A finder for visual astronomy, the Celestron Right Angle Correct Image (RACI)

By Martin Whillock, York Astronomical Society, with Robin Scagell

Anyone who uses a telescope knows that a good finder scope is essential. Some like to use zero-power finders such as the Telrad, which projects a target onto the sky, while others prefer to use a small low-power telescope, which gives a magnified view of the sky.

I have used a trusty Rigel Quik Finder for years and can thoroughly recommend it. The Quik Finder is similar to the famous Telrad.

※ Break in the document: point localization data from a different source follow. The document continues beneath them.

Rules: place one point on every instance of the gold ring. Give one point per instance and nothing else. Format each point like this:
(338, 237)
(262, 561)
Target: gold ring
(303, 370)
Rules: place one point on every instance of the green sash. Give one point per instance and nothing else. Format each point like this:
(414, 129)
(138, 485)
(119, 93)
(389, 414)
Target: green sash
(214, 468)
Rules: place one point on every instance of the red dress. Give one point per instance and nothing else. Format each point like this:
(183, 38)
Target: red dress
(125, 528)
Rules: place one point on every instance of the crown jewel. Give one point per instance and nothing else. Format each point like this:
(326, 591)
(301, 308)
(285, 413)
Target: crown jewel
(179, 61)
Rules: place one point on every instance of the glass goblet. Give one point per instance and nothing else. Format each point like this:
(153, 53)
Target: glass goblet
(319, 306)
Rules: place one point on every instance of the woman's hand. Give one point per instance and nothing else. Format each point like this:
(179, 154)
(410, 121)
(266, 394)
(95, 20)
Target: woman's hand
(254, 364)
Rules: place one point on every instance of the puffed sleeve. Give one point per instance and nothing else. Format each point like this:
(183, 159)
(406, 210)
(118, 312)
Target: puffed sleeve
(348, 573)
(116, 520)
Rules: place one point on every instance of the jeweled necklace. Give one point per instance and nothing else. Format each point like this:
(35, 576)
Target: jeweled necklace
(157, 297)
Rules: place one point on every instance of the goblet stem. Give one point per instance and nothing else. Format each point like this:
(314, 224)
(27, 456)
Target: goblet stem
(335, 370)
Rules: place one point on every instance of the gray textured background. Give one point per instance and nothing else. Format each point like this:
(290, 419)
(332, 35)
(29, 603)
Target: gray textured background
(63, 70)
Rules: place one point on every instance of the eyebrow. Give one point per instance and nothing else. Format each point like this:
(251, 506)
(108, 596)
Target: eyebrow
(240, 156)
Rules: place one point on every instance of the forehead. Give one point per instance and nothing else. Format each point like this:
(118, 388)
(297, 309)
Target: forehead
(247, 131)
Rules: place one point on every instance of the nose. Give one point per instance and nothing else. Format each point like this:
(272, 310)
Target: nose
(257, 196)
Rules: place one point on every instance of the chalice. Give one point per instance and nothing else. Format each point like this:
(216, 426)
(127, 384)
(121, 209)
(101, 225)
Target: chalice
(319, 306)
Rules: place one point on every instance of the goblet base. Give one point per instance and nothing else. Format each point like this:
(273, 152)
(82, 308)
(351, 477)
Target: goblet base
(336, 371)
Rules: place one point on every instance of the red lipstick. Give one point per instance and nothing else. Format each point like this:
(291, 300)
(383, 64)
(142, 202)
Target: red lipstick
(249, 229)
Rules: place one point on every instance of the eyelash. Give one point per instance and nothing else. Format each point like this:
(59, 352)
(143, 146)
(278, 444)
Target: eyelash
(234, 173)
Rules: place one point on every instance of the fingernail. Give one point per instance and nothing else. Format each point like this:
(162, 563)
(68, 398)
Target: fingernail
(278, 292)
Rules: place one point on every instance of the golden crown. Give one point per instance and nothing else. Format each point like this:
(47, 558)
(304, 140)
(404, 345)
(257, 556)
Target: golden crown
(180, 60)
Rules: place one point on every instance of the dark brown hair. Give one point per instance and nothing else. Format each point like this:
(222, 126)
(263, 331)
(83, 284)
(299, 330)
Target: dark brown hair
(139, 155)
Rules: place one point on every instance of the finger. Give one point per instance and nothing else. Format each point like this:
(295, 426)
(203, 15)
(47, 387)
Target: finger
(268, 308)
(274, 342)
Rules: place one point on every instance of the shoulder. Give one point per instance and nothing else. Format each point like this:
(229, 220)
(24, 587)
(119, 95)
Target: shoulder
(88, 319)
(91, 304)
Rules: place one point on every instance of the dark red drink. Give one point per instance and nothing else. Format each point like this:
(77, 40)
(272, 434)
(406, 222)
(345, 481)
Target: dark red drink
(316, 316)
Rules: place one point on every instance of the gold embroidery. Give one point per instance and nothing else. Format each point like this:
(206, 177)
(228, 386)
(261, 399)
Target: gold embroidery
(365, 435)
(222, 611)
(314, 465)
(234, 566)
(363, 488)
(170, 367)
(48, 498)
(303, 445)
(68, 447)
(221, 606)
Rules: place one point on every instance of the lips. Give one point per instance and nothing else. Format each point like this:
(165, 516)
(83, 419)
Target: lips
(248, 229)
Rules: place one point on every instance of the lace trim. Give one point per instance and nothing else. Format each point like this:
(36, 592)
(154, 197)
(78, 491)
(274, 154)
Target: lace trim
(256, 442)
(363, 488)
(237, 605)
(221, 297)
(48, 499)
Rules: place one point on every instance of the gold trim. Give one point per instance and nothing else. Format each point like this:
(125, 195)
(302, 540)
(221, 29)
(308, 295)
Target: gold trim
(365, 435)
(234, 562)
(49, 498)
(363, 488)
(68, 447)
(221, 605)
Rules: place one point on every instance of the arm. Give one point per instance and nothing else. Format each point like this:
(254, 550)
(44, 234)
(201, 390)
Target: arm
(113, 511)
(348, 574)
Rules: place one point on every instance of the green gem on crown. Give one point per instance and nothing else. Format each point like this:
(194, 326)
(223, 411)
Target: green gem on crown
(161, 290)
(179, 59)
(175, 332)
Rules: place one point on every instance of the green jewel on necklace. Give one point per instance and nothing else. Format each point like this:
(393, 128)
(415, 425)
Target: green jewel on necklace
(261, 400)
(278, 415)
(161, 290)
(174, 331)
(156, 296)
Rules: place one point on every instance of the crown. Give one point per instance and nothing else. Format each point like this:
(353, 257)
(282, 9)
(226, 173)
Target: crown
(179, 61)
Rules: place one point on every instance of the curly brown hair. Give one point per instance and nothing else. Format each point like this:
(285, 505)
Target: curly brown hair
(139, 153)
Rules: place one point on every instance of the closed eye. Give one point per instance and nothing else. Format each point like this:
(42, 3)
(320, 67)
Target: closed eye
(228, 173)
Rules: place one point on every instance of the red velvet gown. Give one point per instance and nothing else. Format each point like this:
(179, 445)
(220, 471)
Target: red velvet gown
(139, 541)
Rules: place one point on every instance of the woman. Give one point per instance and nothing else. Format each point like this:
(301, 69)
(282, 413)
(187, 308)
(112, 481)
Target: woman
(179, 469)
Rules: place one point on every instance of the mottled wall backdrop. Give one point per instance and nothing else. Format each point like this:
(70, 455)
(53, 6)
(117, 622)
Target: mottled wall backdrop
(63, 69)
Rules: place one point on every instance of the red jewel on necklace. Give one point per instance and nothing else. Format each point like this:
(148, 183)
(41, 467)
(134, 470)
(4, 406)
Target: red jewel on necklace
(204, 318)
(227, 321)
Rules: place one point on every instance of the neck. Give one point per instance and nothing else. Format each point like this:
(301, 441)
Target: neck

I decided to add an optical finder to my Newtonian, to complement the Quik Finder. So I got a Celestron illuminated Right Angle Correct Image (RACI), which has an advantage over most optical finders because it gives a correct view of the sky, just as you see it with the naked eye. The RACI has a 50 mm aperture and comes with a fixed X9 illuminated eyepiece, with focusing adjustment. As it has a right angle prism, and can rotate in its frame it’s easy to use even when looking up to the zenith. The illuminated eyepiece has double cross hairs, so the star is not hidden by crossing single hairs. It has good quality optics. The 50mm objective lens screws in and out on a fine thread with a locking ring, giving a second focussing facility.

Celestron Right Angle Correct Image finder scope

Celestron Right Angle Correct Image finder scope

The RACI has a dovetail base so this had to be modified to fix onto my 200mm Newtonian’s tube. It filed off easily as it is made of soft aluminium.
The collimating mechanism is effective and simple – only two screws to adjust. But at first light I found the X9 magnification too high for me – I could not recognise the star patterns I could see.

This is where the fun started. The downside of the RACI’s design is that it does not have a standard eyepiece holder, because of the illumination. So to get a lower magnification eyepiece in I had to alter the holder, not easy, and the barrel of a 32mm eyepiece. By removing the original eyepiece I have neither illumination nor cross hairs, but the viewing with the 32mm eyepiece is OK.

If a X9 magnification eyepiece fixed in a finder is too narrow a field for you, I do not recommend the Celestron RACI.

It’s a good idea, well designed and made, if it had a normal eyepiece holder for normal eyepieces it would be very good.